Review: Privates On Parade, Pick Me Up Theatre, John Cooper Studio, 41 Monkgate, York, until Saturday. Box office:

IN these parlous-state-of-the-nation, Brexit-wrecks-it days of wondering what it is to be British in 2019, here is a devilishly prickly work doing some navel gazing at the absurdities of the Little Britain mentality and our post-war relationship with “johnny foreigner”.

The year is 1948, the setting Malaya, South East Asia, where the SADUSEA entertainment unit, led by drag artist Captain Terri Dennis, is staging concert parties to entertain British troops.

Penned by Nichols for a Royal Shakespeare Company premiere in 1977, triggered by his own National Service experiences with Kenneth Williams and Stanley Baxter, it is ostensibly a farce, but not of the light variety.

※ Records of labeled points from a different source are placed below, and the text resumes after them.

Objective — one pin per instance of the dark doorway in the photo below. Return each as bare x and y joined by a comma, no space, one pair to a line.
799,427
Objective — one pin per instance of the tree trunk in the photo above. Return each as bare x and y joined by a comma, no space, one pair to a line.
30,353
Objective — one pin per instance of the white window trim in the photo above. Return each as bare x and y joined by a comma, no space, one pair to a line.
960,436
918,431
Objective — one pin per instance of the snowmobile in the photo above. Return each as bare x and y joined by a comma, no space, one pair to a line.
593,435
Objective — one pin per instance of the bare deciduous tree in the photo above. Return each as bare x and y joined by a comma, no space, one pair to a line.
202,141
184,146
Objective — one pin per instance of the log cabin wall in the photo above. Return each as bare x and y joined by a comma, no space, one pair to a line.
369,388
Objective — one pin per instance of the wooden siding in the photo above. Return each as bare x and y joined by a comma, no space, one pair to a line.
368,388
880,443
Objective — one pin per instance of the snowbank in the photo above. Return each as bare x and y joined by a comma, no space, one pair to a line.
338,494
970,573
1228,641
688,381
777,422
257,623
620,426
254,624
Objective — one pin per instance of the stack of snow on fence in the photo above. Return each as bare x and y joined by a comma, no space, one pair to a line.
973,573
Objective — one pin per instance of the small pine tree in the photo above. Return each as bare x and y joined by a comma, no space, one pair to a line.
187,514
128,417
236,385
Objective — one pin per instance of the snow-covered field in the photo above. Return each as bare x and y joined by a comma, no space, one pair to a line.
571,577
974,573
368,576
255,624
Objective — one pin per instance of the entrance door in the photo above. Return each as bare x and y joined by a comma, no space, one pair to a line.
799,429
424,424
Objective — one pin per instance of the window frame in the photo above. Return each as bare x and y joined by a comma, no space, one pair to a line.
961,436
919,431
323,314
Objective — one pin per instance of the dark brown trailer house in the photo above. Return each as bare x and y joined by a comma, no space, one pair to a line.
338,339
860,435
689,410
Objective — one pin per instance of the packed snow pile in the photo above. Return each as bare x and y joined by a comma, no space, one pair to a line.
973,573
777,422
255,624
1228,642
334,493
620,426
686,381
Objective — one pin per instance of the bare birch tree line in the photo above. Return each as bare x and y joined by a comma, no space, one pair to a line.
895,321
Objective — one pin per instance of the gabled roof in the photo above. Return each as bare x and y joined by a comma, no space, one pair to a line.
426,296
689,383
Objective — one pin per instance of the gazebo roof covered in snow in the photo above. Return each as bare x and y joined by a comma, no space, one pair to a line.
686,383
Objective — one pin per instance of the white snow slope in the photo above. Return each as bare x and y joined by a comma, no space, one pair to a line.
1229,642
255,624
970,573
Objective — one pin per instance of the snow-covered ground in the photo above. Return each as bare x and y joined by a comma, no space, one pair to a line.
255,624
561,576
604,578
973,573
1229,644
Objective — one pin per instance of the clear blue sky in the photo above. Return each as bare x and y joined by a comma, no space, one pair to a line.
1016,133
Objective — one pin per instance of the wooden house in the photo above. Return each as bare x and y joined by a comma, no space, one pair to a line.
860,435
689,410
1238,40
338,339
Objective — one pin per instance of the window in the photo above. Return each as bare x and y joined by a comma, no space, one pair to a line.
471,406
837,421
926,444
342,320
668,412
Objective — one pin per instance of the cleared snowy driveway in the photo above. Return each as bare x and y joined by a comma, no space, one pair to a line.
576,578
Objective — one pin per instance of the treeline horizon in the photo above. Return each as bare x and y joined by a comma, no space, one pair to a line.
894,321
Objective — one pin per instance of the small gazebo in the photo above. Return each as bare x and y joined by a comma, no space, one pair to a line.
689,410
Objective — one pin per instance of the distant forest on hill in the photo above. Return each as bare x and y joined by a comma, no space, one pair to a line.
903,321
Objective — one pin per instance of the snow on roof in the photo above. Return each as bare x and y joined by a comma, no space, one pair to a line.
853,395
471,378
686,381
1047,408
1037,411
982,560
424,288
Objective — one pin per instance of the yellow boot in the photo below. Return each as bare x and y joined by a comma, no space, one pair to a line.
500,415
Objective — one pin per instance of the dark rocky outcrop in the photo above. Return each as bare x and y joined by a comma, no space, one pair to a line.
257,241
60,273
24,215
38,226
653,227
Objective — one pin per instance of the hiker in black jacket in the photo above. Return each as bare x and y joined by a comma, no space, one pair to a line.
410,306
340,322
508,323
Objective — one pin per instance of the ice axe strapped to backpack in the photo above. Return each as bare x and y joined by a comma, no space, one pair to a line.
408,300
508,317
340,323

A play with songs, rather than a musical, it makes an unholy song and dance of rape, murder, racism, military incompetence, Communism, homosexuality and homophobia in a jaundiced account of corrupt post-war colonial politics.

All this is wrapped inside Nichols’ hymn to entertainment, theatre and the outsider in a tale of queens and country, where Rory Mulvihill follows up his uncanny Sergeant Wilson in Dad’s Army with a performance as golden as the tints in his immaculate hair as Acting Captain Dennis. Perennial leading man of the musicals, Mulvihill combines those singing skills with gifts for parodying Dietrich, Coward and Carmen Miranda in Denis King’s period pastiche songs, coupled with waspish flamboyance and artful defiance.

Robert Readman has cast terrifically well, from Paul Joe Osborne’s brutish Reg to Andrew Caley’s zealous, blinkered Major Giles Flack; from James Potter’s innocent abroad, Private Steven Flowers, to Rachel Dennison’s abused but hopeful Sylvia Morgan, complemented by the joshing troupe lads (cheeky Andrew Roberts, potty-mouthed Andrew Isherwood, camp Adam Sowter and posh Iain Harvey).

Mulvihill is the star turn, but the parade of talent is as broad as the comedy, and there is poignancy too, while the musicianship of the hidden-away pianist Sam Johnson is a joy as always. Warning: expect “choice language and a smattering of flesh”, but no privates will be on parade.